“’No government in the world’ could tolerate the threatening
of its unity,” said Mariano Rajoy, the prime minister of the E.U. state of
Spain after a week of protests pro and con on whether the region of Catalonia
should secede from the state.[1]
On October 1, 2017, the region had held a referendum on the question in spite
of the efforts of the state police to stop the vote. Ninety percent of the 40%
of the region’s residents voted in favor of breaking off from Spain, but the
active presence of the police means that the results could not be taken as an
accurate reading of what the population of Catalan wanted.
I contend that the state government should have permitted
the referendum because democracy itself depends on a people’s
self-determination. In intimidating the vote, the state government inhibited a
result that could be taken as the people’s will. The respective sizes of the
political protests could not be taken as indicative; neither could
pronouncements by Catalan or state officials either way. Sergi Miquel, a
Catalan lawmaker, insisted that the turnout would have been much higher had the
police not acted violently against potential and actual voters, but we cannot
surmise how that turnout would have voted. He had an interest in portraying the
averted turnout as pro-secession, while the state’s prime minister had an
interest in portraying the Catalan people as pro-Spain. Only a fair and open
referendum could have revealed what the region’s people wanted, and democracy
itself prizes the will of the people even above a government’s political and
territorial interests.
That Spain is an E.U. state mitigated what was on the line
(i.e., the significance of secession), assuming that Catalan would be a state
too. Generally speaking, being part of the same federal system would mean that
Catalan and Spain would be part of the same political system and thus have some
laws and regulations in common. One of the prime benefits of federalism is that
such commonality coexists with differences that reflect different cultures and
self-identifications of peoples. People in Texas are both Texans and Americans.

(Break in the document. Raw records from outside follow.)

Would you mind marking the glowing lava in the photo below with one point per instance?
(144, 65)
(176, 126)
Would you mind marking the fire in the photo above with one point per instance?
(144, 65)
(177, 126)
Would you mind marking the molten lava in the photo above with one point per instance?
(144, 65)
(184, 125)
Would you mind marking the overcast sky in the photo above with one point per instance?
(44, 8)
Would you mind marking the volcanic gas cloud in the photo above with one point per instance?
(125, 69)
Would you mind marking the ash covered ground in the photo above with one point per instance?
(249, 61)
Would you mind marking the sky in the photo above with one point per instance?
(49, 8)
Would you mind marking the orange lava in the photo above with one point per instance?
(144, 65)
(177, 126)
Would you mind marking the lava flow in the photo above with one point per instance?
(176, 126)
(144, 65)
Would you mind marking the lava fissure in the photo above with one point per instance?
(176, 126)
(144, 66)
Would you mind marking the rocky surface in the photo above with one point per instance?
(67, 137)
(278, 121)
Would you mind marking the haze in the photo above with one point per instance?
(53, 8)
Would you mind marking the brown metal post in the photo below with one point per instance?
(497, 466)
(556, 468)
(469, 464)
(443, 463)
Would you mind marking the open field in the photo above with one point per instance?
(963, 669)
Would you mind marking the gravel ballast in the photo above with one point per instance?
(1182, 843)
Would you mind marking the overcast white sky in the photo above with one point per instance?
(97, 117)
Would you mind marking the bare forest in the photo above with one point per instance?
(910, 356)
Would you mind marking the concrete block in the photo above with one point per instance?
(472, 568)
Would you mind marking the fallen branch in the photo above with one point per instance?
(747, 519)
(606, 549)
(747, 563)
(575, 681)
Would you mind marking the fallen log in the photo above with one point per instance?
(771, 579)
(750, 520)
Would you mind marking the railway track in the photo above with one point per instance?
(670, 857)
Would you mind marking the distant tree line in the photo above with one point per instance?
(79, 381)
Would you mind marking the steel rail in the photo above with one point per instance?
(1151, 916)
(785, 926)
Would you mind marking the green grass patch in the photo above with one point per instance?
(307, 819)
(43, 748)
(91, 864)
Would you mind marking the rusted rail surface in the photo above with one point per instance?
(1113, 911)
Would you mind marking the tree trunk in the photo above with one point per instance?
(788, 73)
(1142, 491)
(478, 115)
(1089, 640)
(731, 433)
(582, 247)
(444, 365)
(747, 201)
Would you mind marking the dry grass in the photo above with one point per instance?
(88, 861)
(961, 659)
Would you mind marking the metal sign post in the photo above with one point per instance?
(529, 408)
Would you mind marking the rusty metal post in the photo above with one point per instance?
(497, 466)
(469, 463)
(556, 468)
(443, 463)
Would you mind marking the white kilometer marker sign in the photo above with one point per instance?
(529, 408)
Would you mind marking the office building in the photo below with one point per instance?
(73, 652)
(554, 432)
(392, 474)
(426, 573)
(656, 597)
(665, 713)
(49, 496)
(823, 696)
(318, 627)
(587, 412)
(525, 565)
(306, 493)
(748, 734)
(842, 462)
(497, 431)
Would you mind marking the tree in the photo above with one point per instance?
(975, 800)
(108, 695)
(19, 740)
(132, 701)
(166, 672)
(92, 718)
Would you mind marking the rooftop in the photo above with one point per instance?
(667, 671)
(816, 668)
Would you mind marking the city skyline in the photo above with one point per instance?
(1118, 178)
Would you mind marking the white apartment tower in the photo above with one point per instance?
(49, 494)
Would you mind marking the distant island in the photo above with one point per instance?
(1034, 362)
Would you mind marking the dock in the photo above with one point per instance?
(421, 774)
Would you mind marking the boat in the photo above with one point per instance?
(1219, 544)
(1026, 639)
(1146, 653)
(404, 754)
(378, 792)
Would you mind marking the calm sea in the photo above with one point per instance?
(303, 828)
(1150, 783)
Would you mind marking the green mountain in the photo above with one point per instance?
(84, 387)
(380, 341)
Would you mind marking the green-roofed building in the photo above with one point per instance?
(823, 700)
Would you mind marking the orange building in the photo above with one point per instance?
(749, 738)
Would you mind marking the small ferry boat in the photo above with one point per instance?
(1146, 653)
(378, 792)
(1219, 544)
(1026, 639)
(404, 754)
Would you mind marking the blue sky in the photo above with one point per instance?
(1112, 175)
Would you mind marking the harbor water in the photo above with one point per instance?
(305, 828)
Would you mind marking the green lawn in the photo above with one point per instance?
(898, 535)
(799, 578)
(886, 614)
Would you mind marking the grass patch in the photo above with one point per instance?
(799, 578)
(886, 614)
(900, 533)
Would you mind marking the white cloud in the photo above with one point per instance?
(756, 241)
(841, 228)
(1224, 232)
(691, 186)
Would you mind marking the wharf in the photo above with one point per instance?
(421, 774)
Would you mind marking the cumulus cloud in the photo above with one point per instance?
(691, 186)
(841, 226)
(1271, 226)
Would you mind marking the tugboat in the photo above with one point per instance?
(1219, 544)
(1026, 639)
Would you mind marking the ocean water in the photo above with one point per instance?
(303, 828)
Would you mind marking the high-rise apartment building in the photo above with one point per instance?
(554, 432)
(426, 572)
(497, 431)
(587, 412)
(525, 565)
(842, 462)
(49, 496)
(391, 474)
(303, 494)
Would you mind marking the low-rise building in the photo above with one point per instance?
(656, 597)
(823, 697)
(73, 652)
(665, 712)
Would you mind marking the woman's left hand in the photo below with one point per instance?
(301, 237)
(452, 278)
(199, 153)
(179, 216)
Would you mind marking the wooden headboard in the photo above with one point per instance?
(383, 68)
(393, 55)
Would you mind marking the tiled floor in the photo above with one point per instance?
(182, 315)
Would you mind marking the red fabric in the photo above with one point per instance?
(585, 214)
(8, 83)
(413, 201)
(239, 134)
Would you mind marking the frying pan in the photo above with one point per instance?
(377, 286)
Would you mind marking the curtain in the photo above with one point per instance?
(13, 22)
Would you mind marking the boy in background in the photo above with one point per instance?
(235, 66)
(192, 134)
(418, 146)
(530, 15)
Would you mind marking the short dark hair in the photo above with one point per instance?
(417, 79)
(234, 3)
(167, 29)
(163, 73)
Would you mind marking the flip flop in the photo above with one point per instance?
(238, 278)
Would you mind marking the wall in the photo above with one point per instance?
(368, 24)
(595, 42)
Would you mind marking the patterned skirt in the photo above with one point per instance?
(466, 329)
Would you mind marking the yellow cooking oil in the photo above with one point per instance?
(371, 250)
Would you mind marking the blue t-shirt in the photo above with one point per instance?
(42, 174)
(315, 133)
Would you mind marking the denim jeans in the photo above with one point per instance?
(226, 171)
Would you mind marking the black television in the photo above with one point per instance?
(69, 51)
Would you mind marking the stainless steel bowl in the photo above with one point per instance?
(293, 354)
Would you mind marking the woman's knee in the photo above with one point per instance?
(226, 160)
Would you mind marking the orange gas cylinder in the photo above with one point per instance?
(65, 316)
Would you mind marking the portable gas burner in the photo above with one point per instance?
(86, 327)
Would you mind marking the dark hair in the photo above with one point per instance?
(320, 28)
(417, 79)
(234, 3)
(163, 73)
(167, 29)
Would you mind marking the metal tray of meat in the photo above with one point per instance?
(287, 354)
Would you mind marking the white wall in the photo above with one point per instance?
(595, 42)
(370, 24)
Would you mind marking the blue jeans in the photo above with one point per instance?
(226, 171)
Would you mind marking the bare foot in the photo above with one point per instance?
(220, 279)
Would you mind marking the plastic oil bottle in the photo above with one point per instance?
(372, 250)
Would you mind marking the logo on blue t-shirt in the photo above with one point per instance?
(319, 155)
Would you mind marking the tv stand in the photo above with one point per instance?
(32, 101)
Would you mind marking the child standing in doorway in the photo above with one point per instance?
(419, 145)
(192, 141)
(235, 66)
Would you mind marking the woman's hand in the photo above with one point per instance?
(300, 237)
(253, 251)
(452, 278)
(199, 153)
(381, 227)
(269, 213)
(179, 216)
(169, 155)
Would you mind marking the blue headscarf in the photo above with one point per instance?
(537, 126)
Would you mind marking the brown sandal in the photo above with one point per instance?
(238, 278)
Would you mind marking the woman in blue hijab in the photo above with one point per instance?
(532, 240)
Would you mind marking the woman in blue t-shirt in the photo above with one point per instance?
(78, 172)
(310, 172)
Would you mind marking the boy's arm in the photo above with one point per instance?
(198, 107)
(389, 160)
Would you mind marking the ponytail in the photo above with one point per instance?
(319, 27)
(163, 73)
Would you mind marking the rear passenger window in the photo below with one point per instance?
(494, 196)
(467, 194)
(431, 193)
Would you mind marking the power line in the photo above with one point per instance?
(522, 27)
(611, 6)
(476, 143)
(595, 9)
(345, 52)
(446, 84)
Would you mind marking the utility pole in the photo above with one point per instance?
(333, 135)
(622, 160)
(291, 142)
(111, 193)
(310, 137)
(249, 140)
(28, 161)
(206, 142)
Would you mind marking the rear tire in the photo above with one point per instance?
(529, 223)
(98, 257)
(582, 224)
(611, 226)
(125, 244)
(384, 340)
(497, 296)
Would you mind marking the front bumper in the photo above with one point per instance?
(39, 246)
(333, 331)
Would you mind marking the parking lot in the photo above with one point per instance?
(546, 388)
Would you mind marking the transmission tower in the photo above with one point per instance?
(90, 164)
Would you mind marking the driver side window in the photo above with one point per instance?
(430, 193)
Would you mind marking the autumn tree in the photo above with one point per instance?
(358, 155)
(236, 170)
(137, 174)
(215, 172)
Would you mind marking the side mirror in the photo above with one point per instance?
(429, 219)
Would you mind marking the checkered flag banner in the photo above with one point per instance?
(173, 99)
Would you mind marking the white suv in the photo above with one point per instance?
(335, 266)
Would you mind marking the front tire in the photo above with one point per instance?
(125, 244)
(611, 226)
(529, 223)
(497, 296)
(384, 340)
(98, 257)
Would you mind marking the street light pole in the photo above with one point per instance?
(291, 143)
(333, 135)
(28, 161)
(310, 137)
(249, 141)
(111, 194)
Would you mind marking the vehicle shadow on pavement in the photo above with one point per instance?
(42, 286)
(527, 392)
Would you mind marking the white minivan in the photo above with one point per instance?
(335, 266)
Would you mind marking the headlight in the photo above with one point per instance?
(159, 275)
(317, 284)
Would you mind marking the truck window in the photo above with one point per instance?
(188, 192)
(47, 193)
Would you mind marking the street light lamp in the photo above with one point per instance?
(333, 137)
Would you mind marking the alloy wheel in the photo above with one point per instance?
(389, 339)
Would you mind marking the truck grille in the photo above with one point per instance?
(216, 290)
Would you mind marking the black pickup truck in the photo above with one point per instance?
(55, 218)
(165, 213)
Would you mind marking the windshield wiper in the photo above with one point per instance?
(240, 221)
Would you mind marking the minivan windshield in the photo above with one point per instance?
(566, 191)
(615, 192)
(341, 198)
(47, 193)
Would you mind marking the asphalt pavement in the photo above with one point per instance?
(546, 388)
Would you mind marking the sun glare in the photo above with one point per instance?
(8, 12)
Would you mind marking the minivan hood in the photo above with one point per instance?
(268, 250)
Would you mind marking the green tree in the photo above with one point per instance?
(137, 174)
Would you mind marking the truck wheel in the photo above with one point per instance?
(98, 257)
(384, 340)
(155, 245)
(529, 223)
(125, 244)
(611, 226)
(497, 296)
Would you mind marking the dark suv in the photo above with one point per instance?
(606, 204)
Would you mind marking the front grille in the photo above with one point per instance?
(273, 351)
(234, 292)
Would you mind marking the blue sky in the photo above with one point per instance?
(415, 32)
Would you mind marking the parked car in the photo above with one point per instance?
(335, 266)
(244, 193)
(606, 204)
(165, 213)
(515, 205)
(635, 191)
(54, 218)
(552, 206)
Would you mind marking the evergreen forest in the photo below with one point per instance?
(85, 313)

So too, Catalan people would be both Catalans and Europeans; Spaniards are of
course Europeans as well. In other words, both Catalans and Spaniards would be
E.U. citizens even if the region were to secede and become an E.U. state, and
this track would mitigate the significance of secession. It follows that the
state’s drastic efforts to violently curtail the referendum can be seen as
excessive, as well as being at the expense of democracy. It may be that
government officials generally are inclined to lose perspective and resort to
force because they can. I submit that force in a democracy should be a last
resort, especially when the use interferes with taking the measure of the will
of the people.
[1] Patrick
Kingsley and Jason Horowitz, “Amid
Catalan Crisis, Thousands Hold Rallies in Madrid and Barcelona,” The New York Times, October 7, 2017.